My connectivity through a cable connection stinks.  I have called the company, replaced my modem, started logging into class an hour early, etc., etc.  Earlier, I was trying to do an assignment for another class and lost my connection every few minutes.  We don’t have DSL in our area, although I do have a  satellite connection for backup.  The satellite works for doing assignments - when it’s not raining - but is echo-y sounding and slow for class.  And, yes, we know it’s expensive to have both cable and satellite service (as our friends keep telling us!), but this is the way I’m going to grad school, so it’s completely necessary.  So…I got really ticked off when Jim brought this article home this week.  Seems that subscribers don’t have many rights - like, the ISP can read your e-mail, block you, and shut you down if you’re a traffic hog.  This paragraph was particularly insightful:

“For cable ISPs, up to 500 households may be sharing the capacity on a single line, and a few traffic hogs can slow the whole neighborhood down. But rather than saying publicly how much traffic is too much, some cable companies keep their caps secret, and simply warn offenders individually. If that doesn’t work, they’re kicked off.”

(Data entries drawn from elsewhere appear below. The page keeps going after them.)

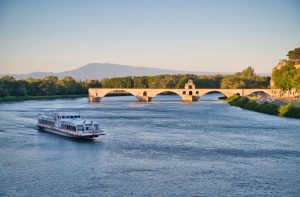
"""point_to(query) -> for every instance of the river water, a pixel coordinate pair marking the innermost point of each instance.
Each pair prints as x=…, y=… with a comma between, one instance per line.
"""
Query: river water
x=163, y=148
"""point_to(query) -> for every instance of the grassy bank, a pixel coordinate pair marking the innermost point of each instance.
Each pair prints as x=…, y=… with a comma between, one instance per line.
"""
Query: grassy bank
x=23, y=98
x=288, y=110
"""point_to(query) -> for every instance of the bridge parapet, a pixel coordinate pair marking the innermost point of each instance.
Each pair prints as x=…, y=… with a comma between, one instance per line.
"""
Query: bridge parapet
x=189, y=93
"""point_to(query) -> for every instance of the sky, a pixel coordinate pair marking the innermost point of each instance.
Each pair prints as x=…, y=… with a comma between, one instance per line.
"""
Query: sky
x=191, y=35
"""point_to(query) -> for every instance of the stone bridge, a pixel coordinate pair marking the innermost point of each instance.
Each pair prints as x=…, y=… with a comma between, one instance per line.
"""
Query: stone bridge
x=189, y=93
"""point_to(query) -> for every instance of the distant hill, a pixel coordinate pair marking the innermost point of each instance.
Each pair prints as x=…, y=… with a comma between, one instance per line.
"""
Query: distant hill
x=106, y=70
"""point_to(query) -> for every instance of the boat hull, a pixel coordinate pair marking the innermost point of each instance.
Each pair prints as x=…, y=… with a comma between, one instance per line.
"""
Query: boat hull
x=68, y=134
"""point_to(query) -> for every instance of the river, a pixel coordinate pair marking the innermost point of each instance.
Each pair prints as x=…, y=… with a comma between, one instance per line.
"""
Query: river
x=163, y=148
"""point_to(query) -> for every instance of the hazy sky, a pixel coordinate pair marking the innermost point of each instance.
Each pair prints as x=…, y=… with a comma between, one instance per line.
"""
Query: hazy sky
x=211, y=35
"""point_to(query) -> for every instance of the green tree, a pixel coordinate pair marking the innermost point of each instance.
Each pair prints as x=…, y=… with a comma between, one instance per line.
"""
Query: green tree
x=284, y=78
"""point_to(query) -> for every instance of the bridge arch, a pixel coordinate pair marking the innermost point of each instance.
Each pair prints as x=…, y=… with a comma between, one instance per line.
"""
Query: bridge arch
x=170, y=90
x=258, y=91
x=216, y=91
x=118, y=91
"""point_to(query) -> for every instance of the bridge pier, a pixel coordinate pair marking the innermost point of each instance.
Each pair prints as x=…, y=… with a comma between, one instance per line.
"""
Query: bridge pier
x=144, y=98
x=94, y=99
x=189, y=98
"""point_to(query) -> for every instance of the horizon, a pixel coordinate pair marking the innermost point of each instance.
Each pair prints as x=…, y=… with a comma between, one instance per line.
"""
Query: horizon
x=195, y=36
x=183, y=71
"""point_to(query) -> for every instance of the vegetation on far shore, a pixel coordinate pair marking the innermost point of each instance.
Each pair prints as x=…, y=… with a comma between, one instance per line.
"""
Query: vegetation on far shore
x=52, y=87
x=288, y=110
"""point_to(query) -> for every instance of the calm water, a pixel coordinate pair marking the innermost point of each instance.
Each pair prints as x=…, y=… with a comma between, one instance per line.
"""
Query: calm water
x=164, y=148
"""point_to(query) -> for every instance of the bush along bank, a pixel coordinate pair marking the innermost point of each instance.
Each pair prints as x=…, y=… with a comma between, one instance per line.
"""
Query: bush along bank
x=264, y=107
x=23, y=98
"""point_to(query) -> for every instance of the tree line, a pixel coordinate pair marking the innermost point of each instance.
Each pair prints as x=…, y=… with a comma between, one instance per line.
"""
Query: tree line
x=47, y=86
x=245, y=79
x=287, y=78
x=51, y=85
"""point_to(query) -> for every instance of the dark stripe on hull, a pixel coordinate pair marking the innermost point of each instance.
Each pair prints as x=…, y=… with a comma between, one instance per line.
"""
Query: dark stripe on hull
x=66, y=134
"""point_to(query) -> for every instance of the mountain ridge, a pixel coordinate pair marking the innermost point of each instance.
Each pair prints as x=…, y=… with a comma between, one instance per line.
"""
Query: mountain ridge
x=108, y=70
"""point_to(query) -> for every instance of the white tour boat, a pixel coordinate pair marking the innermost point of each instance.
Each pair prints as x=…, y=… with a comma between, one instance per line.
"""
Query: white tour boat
x=69, y=124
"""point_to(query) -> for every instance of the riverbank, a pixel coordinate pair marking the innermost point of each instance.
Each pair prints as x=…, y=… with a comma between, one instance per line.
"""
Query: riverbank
x=288, y=110
x=23, y=98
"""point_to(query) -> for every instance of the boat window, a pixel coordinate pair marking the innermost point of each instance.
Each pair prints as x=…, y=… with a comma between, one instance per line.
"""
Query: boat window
x=80, y=128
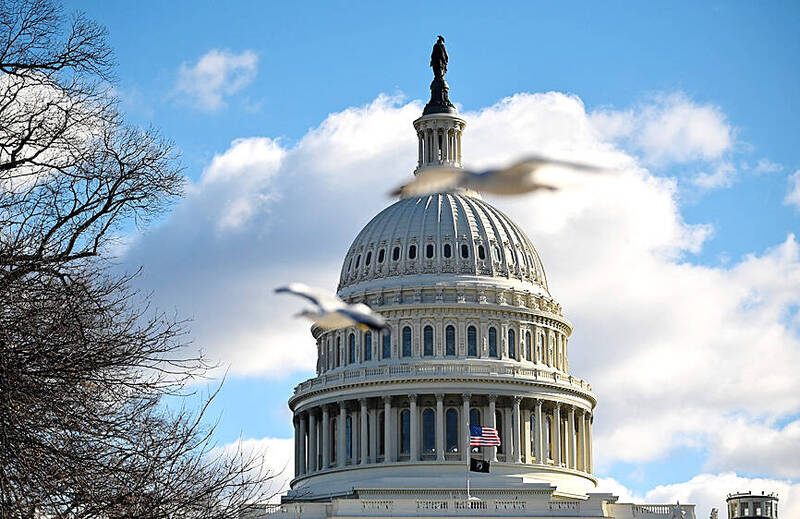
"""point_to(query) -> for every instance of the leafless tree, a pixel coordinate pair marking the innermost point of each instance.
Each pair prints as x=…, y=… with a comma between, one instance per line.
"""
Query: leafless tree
x=85, y=363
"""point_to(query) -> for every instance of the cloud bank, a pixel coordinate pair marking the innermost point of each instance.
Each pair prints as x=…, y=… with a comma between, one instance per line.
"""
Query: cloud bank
x=216, y=75
x=679, y=354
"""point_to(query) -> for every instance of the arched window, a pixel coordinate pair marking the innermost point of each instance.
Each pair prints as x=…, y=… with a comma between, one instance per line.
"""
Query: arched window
x=348, y=431
x=450, y=340
x=451, y=430
x=381, y=434
x=528, y=346
x=474, y=417
x=548, y=441
x=407, y=341
x=498, y=423
x=427, y=341
x=368, y=346
x=493, y=342
x=428, y=431
x=351, y=349
x=405, y=431
x=539, y=347
x=333, y=440
x=387, y=344
x=472, y=342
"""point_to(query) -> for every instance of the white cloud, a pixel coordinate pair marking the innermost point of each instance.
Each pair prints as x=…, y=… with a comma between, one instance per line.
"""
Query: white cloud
x=273, y=458
x=793, y=196
x=678, y=354
x=670, y=129
x=708, y=491
x=722, y=176
x=767, y=166
x=216, y=75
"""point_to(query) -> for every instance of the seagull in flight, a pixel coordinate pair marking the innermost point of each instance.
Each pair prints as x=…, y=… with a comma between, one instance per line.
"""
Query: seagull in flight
x=519, y=178
x=331, y=312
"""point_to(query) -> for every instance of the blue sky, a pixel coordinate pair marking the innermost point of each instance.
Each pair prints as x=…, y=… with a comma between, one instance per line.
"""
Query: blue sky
x=731, y=63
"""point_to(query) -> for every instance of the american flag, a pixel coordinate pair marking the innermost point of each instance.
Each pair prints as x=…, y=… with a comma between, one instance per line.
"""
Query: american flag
x=483, y=436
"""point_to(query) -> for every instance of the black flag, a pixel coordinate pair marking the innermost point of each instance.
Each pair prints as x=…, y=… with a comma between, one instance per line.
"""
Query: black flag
x=478, y=465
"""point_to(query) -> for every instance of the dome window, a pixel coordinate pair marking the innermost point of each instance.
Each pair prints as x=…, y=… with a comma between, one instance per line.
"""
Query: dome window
x=493, y=342
x=450, y=341
x=472, y=342
x=427, y=341
x=406, y=341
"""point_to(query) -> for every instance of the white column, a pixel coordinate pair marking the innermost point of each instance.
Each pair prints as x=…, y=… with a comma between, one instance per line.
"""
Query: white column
x=445, y=147
x=341, y=454
x=557, y=436
x=296, y=446
x=465, y=426
x=388, y=455
x=589, y=462
x=373, y=435
x=493, y=424
x=414, y=427
x=363, y=427
x=516, y=430
x=581, y=454
x=571, y=447
x=302, y=453
x=440, y=427
x=312, y=440
x=326, y=437
x=540, y=455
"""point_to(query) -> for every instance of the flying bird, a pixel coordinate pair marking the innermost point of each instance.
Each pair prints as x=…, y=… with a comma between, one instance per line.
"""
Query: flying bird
x=331, y=312
x=519, y=178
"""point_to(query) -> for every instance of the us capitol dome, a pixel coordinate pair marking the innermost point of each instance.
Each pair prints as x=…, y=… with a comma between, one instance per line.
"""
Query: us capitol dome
x=474, y=336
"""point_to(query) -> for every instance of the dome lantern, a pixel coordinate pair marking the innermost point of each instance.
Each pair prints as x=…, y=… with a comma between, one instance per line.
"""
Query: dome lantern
x=439, y=129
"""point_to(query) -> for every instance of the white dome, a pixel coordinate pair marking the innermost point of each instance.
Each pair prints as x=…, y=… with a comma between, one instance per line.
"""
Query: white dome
x=448, y=237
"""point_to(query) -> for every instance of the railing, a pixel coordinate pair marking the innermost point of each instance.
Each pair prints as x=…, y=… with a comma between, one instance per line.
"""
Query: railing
x=652, y=509
x=431, y=369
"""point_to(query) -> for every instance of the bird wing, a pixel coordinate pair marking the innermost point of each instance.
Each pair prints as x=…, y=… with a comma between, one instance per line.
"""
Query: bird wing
x=363, y=314
x=534, y=162
x=431, y=180
x=324, y=300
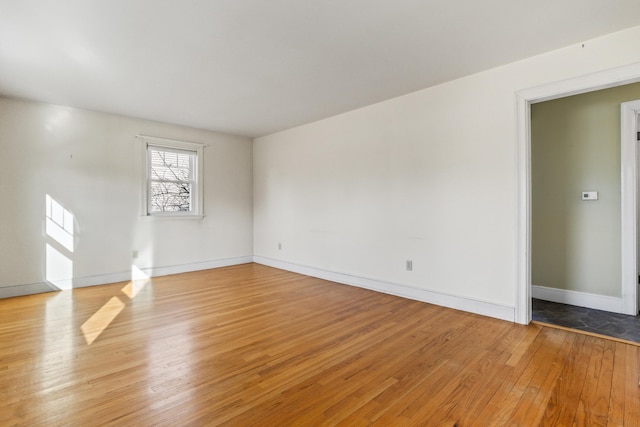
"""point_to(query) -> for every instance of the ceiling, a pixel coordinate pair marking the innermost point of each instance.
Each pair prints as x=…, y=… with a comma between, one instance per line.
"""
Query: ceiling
x=254, y=67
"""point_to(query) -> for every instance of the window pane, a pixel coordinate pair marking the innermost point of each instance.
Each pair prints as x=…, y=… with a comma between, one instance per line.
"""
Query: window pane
x=169, y=197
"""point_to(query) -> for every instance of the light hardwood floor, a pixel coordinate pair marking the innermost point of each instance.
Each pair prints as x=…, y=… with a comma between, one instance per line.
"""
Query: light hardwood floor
x=254, y=346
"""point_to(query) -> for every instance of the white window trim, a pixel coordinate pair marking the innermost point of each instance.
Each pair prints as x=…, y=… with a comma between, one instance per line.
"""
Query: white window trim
x=197, y=211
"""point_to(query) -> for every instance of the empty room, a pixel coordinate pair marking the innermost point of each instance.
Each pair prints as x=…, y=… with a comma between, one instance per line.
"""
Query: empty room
x=252, y=213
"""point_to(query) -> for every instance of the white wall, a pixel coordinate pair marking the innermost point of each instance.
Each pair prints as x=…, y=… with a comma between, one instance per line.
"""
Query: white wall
x=91, y=164
x=429, y=176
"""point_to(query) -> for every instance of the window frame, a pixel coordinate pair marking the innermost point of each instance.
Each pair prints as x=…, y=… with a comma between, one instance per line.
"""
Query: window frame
x=197, y=179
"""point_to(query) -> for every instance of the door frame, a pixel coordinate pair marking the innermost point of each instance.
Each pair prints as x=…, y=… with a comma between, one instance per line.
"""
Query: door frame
x=524, y=99
x=629, y=174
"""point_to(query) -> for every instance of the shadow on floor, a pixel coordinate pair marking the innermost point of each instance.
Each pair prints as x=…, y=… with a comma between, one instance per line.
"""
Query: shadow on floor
x=586, y=319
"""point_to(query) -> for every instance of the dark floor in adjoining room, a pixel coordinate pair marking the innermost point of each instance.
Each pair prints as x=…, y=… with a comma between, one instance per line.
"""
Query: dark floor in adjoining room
x=586, y=319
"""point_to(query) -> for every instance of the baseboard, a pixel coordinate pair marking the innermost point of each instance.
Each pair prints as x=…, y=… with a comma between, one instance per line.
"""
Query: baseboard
x=26, y=289
x=82, y=282
x=483, y=308
x=581, y=299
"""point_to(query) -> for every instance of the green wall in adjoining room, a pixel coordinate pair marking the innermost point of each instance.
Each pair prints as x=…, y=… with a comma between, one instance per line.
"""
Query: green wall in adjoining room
x=575, y=147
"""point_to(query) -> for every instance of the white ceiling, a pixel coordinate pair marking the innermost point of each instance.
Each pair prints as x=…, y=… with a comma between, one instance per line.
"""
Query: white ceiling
x=254, y=67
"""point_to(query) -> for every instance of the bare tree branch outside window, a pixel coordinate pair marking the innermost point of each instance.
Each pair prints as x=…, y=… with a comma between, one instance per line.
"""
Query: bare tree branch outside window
x=170, y=180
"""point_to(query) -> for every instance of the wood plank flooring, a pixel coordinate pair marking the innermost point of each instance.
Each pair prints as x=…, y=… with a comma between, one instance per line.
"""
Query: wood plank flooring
x=254, y=346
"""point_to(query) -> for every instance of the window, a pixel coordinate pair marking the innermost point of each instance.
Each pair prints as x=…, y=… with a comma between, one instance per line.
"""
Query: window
x=173, y=184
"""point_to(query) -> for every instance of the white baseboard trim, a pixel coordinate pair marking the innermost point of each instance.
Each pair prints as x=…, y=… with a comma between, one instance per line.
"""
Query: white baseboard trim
x=581, y=299
x=83, y=282
x=483, y=308
x=26, y=289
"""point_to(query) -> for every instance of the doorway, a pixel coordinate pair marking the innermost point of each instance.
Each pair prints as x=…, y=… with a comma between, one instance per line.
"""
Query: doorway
x=525, y=99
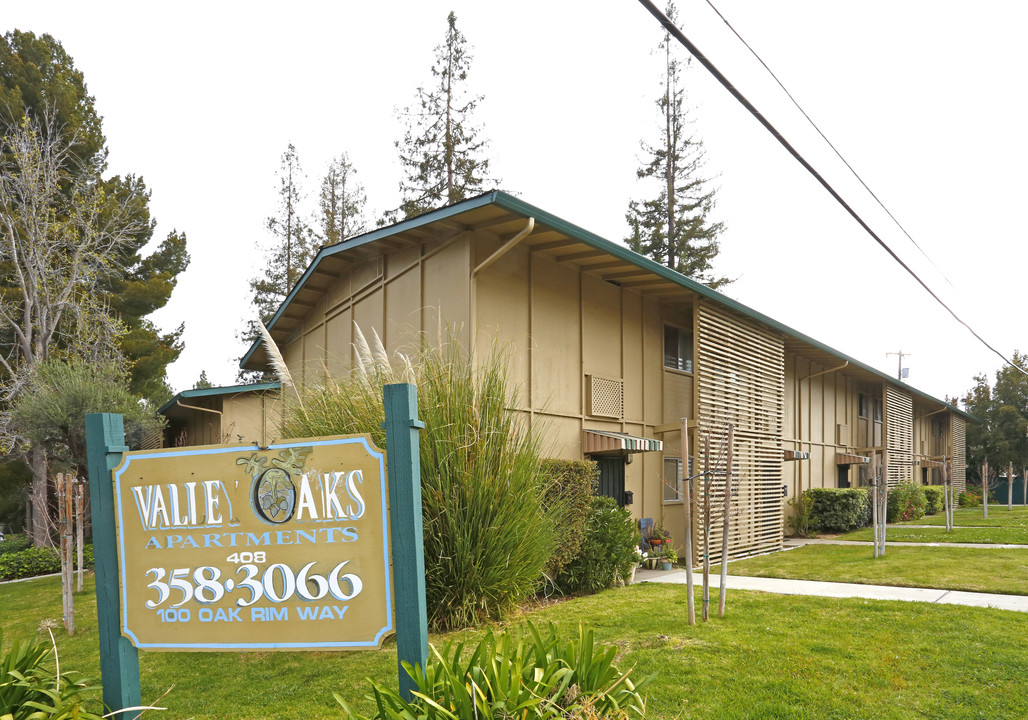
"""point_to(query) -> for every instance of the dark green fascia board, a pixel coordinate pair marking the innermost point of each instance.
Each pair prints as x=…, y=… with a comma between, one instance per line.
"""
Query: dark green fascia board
x=227, y=390
x=514, y=205
x=367, y=239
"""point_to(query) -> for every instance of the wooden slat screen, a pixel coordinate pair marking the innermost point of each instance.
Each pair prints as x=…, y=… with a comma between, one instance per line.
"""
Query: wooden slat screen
x=900, y=434
x=959, y=452
x=740, y=379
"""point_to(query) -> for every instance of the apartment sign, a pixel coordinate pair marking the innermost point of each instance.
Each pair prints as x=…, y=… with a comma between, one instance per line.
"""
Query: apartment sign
x=239, y=547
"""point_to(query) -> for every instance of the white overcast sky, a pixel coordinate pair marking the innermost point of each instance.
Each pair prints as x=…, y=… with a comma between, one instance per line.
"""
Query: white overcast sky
x=924, y=98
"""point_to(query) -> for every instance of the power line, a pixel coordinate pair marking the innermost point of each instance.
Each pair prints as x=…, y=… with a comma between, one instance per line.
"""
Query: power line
x=712, y=69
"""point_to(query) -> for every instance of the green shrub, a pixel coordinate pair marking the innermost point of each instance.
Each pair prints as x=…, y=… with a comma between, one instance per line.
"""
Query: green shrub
x=799, y=522
x=14, y=543
x=36, y=561
x=567, y=487
x=838, y=509
x=29, y=563
x=968, y=499
x=29, y=690
x=535, y=678
x=487, y=537
x=907, y=502
x=608, y=549
x=935, y=497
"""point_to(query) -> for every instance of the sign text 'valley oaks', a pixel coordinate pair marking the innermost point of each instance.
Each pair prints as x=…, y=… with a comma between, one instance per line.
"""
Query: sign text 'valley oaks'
x=246, y=548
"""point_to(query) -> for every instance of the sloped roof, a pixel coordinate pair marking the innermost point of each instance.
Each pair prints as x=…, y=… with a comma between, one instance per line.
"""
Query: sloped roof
x=213, y=392
x=501, y=213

When I graduate, I promise I’m going to drop cable like a hot rock.

Scorn or SCORM

April 6th, 2008

In the Scorn or SCORM? reading, Godwin-Jones writes of David Wiley:

“[H]e characterizes some aspects of the use of learning objects “oppressive,” because the learner’s access to the learning environment is restricted to a fixed, determined path. He offers an interesting scenario of using SCO’s in combination with “blog-based learning.” Learners might be alerted to new learning objects in repositories (perhaps through subscription to RSS syndication) then participate in blog discussions of the content. He also sees learning objects as potential resources, among others, in a rich problem-solving learning environment, in which they could be drawn upon as needed as learners seek to reach solutions.”

The idea of blog-based learning and RSS subscription as a means of alerting learners to new material seems familiar somehow….I predict that, in the future, blogs will be used more and more as collaborative learning tools.  At the library last week, I met a scientist who was researching new ways to collaborate and share knowledge within his company. We talked for a while about social networking tools and I pointed him to SelectMinds, SocialCast, and Mzinga for ideas.  While these tools aren’t necessarily related to learning objects, I can see where companies might buy into this kind of platform for integrating training, collaborative learning, knowledge sharing, and the exchange of information.